‘Killers of the Flower Moon’ excels despite long run-time

Martin Scorsese has done it again, this time with crime drama “Killers of the Flower Moon.” With a star-studded ensemble of Leonardo DiCaprio, Robert De Niro and Jesse Plemons along with appearances from Brendan Fraser and John Lithgow, plus incredible cinematography, there is not much to complain about.

The cinematography by Rodrigo Prieto, who previously worked on blockbuster films like “Barbie” and “The Wolf of Wall Street,” was phenomenal. Using newly modified Panavision T Series lenses, he was able to achieve a look that is visually unique and encapsulates a time period of nearly 100 years ago. 

While I did very much enjoy this film, it did lose a star due to the ending.

Certain shots have not left my mind since leaving the theater, with my favorites being a medium shot of the landscape as members of the Osage Nation dance in spewing oil and a wide shot of silhouettes through fire.

What made this film so captivating for me, however, was Lily Gladstone’s extraordinary performance as Mollie Burkhart. With award winners DiCaprio and De Niro, I was not expecting anyone else to really stand out, but Gladstone was absolutely captivating.

Her portrayal of the hurt, confusion and helplessness felt by Burkhart and members of the Osage Nation was breathtaking. This movie was based on a 2017 novel of the same name written by journalist David Grann. As an avid reader and believer that books are better than movies, I can with full confidence say that Gladstone’s performance is the exception. 

DiCaprio also did a great job as Ernest Burkhart, playing him down right to the facial tick. In this film, in particular, he seemed to have dissolved more into this role than in previous ones. 
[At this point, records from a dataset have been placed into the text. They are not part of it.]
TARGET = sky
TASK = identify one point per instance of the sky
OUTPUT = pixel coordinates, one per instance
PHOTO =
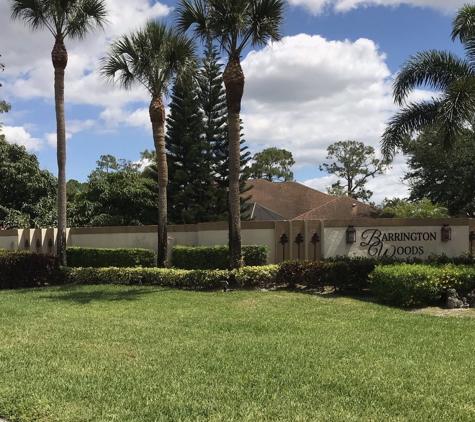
(328, 80)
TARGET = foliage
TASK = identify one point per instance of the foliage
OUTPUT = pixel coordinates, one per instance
(27, 193)
(272, 164)
(451, 110)
(233, 25)
(154, 57)
(111, 257)
(355, 163)
(166, 277)
(444, 176)
(4, 106)
(191, 190)
(263, 276)
(417, 284)
(28, 269)
(116, 194)
(211, 257)
(416, 209)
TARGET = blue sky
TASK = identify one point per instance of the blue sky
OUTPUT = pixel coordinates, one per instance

It was also great to see Plemons acting as someone other than the bad guy. While this character did maintain the same elusiveness as his prior roles, I think Plemons added an interesting touch to the performance. 

While I did very much enjoy this film, it did lose a star due to the ending. Without revealing too much, it was just unbelievably meta and felt like a waste of time. Scorsese could have ended it at so many different points before then, but chose to end it in an odd, uninteresting way.
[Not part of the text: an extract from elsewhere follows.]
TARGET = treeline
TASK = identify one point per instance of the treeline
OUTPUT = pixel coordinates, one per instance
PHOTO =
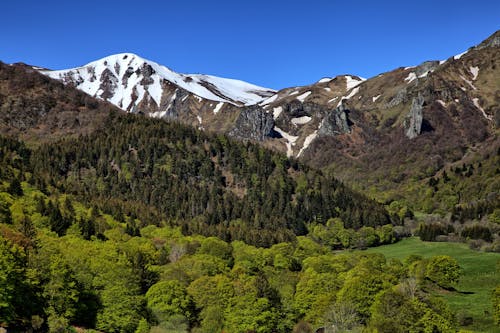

I call it a waste of time because the only other problem I had with the movie was its run time. It is a three and a half hour film, and it definitely felt like it. If you are someone who can’t sit still for a long time, I do not recommend seeing this movie in theaters. 

At certain times, it was just very slow and dull, unlike “Oppenheimer,” which was also three hours long, but had me glued to the screen the entire time. 

This is strange for a director like Scorsese, who praises seeing films in the theater rather than on streaming platforms. While I thought each part of the film was important, aside from the ending, of course, I did find it especially long. I think that if you want people to come to the theater to see your movie, you have to make it a little shorter.

Even with its very long runtime, I do want to watch this movie again sometime soon. I hope to see some nominations come award season, especially for Gladstone.